Ну да, разумеется. И что?
Абсолютная истина недостижима.
Да и хрен с ней.
Я конечен и смертен.
Хреново, но не размазывать же сопли по этому поводу по всей оставшейся жизни?
Я — песчинка, затерянная в хаосе.
Если угодно. И дальше что?
Он уже смеялся, но все равно, для очистки совести, пошарил в поисках еще какой-нибудь «вечной темы».
Мое существование трагично.
Не замечал что-то.
Мое существование… это самое… абсурдно.
Надо же!
Я трагически одинок, наконец!
Ну, значит, жениться пора.
Он сдался.
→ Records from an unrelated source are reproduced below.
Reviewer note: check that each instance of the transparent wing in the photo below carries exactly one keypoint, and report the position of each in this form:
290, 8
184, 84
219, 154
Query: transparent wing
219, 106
Чего в этом роде ни придумай, результат будет тот же. Его мозгам поставили клизму.
Трагедия умерла, вдруг догадался сказать он.
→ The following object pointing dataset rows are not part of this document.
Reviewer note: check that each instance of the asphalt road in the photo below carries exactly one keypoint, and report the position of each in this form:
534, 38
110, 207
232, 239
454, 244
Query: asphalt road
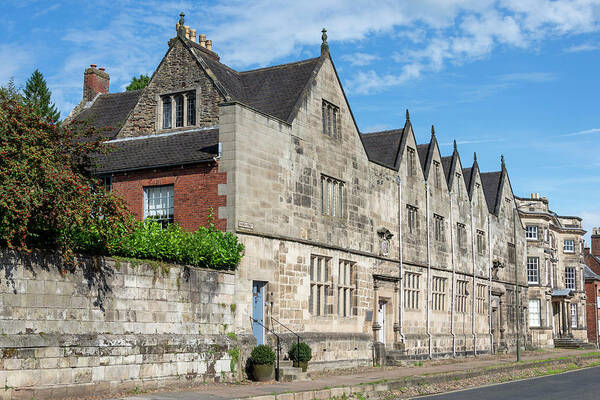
583, 384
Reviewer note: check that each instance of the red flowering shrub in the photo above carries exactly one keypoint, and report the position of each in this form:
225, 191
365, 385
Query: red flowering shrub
48, 197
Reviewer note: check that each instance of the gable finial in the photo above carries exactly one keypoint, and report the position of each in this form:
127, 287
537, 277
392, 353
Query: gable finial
180, 25
324, 44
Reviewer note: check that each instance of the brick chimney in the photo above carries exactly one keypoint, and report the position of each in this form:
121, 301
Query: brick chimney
94, 81
596, 242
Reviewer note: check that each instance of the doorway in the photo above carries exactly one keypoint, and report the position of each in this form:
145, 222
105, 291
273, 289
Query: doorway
258, 311
381, 319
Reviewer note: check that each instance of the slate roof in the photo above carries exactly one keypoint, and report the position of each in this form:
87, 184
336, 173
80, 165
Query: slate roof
382, 147
589, 274
272, 90
109, 110
491, 185
447, 166
188, 147
423, 149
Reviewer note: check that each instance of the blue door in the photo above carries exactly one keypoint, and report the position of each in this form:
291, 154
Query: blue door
258, 307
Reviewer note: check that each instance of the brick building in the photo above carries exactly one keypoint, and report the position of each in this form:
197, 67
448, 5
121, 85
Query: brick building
351, 238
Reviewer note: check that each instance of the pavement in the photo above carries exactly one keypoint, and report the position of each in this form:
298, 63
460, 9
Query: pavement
365, 376
581, 384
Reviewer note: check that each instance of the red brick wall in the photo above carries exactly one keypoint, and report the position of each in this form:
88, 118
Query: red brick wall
592, 289
195, 190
Взгрустнулось. Вспомнил все. Все вспомнил. Но ничего не поделаешь. Умерла так умерла.
А как же ВЕЛИЧИЕ?
Он не знал, что ответить.
Хотя, может, от моей деятельности и была какая-то польза… Вранья, лицемерия действительно много. Девятнадцатый век был веком преступного упростительства и идиотического оптимизма, и породил страшный — двадцатый. Хотя и тогда были люди, которые говорили: ребята, не все так просто и прекрасно, как вам хочется. Неважно, по каким причинам они так говорили, пусть многие из них даже хотели как хуже, но все глубокое, пусть и одностороннее, заслуживает внимания.
Все имеет ценность свидетельства, ценность симптома. Мои проповеди — это симптомы.
Добро тоже несет свою долю ответственности за все то, что случилось в двадцатом веке. Оно здорово постаралось, чтобы стать чуть ли ни синонимом всего плоского, бездарного, безжизненного. Кому нужно такое добро? А хомо эстетикус — есть хомо эстетикус. С ним шутки не шути. Он пойдет на все, чтобы остаться эстетикус.
Все я прошел, а на любви к кишкам сломался. Кровь, лимфа и слюни оказались сильнее меня. Жалко. Жалко, и все.
Приводите какие угодно доводы, но мне просто жалко. И это сильнее меня.
Эх, человек. Человечек. Кишки я твои жалею, кишки. Не твою жалкую взыскующую и тоскующую душонку, которой только поставь корыто с отрубями, и насытится она. Кишки — самое ценное, что в тебе есть, и ты даже не знаешь этого. Я еще могу смириться с убийством душ, — как это ни понимай, — но я никогда не смирюсь с убийством тел. Человеческих организмов. Человеческих животных.
Вот тебе и оправдание человека.
Гитлер, ты убил много кишок. Поэтому ты не прав.
Я хотел бы уничтожить подобных себе. Я знаю, насколько они сильны и опасны.
Я стал здоровым и, как следствие, перестал быть пророком. Мир перестал быть мучительным. А для пророка он должен быть таким — мучительный мир. А если и не мучительный, то он объявит, что мучительный, и заставит поверить в то, что мучительный; мучительный для всех, в то время как он мучительный лишь для него одного. А иначе он безработный. Что ж, многие ему поверят. Почему? Не знаю. Поверят…
Я стал здоровым… Стал ли? Он подергал какую-то балку в себе. Вроде — держится. Что ж, посмотрим…
А как насчет моей «паствы»? А никак. Мне стало полегче, а им… Надеюсь, что им тоже повезет. Может, некое нечто придет к ним, и они перестанут прозябать в однообразном угрюмстве, уставившись в него и ничего, кроме него, не видя. Если не ко всем, то хотя бы к кому-то из них. Я могу только надеяться за них. И это все, что я могу для них сделать.
А пророки? Что ж, они процветают и будут процветать. Спрос на безумие всегда велик. Но я больше не один из них.